Now, this other lady - the wife to the chap I had known by name and who I think often wandered around the place with not a lot of clothes on at times and told me about this lady's situation - had told me something I felt strangely reassuring. My mum has lost a huge amount of weight since going into care. We all see this and worry about it. She does eat, but doesn't eat very much and needs a lot of encouragement. It's why whenever my sister or I visit we take sandwiches or fruits and plenty of drinks to keep her topped up. This lady explained to me that her husband had been a big, stocky, strong man before the dementia set in, and very aggressively too, and while he eats every scrap of food given to him, he's lost a considerable amount of weight. I heard her speaking to the staff while they attempted to weigh him again to find out what his weight was this week.

This rings true of another story in the care home: I had mentioned before how there is a lady that is there everyday from 10 in the morning until 8 in the evening by the side of her husband. This chap too, as his son told me the one time I had met him on a Saturday morning visit there, was also strong and stocky but is now a shell of the man he was - whittled away, bony and unresponsive to anyone. It's very sad whenever I see him, and I was told by his wife that the doctor hadn't given him much time left... it's truly a heart-wrenching thing to be told by someone.
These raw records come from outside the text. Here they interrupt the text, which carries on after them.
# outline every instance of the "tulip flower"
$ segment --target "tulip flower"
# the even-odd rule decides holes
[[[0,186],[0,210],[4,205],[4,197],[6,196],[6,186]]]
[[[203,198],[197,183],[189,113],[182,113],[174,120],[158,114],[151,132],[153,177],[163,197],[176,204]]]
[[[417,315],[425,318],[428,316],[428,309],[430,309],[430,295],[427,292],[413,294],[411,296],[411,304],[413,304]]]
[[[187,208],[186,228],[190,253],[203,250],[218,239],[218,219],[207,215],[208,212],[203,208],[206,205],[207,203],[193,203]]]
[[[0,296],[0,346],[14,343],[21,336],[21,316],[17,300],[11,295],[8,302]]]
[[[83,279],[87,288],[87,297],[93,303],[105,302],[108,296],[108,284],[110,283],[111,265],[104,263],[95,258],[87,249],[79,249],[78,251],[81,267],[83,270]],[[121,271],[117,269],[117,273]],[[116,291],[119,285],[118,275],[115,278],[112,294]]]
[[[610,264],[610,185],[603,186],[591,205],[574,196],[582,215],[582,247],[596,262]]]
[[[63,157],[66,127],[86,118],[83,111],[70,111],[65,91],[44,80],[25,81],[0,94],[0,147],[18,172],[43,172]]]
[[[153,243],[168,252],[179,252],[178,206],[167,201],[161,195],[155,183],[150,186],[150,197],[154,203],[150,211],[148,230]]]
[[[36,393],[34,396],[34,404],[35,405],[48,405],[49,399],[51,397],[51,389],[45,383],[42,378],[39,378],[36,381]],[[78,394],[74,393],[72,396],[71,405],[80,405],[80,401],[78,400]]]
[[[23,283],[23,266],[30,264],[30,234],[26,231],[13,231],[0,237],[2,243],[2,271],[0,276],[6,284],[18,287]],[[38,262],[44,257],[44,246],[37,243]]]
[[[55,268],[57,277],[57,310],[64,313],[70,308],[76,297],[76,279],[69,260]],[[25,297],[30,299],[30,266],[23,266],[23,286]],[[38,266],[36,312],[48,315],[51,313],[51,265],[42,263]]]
I can't imagine what this lady and her family must be feeling or going through.

So, it's no wonder that mum too is wasting away, but it was reassuring in a way - albeit a bittersweet way - that she wasn't the only one being affected and that we aren't the only ones facing the same concerns about our loved one's health.

So anyway, back to sitting with mum and this other new resident who I at first thought was another visitor. The next resident to join us was none other than another white haired old lady who is notorious for being the loudest there. She is still very mobile and very vocal but a lovely sweet lady when she's not distressed. My wife later commented that she looked like a ghost - so thin and frail and pale. Well, it was this ghost that, in her own lucid moment today, told me how great I was, such a lovely young man, that she wished me all the very best, that I was 100% and a dear, dear lovely person. In the next moment she was crying out for her mum and sobbing like a child.

And funnily enough, it was that other guy I knew by name and face and whose wife I had met today, that told me once that this frail, pale lady was 'crackers' while she was in one of her loud moments.

There are so many stories and so many characters in that place. Seriously, you couldn't make some of it up, and if you didn't laugh you'd only cry.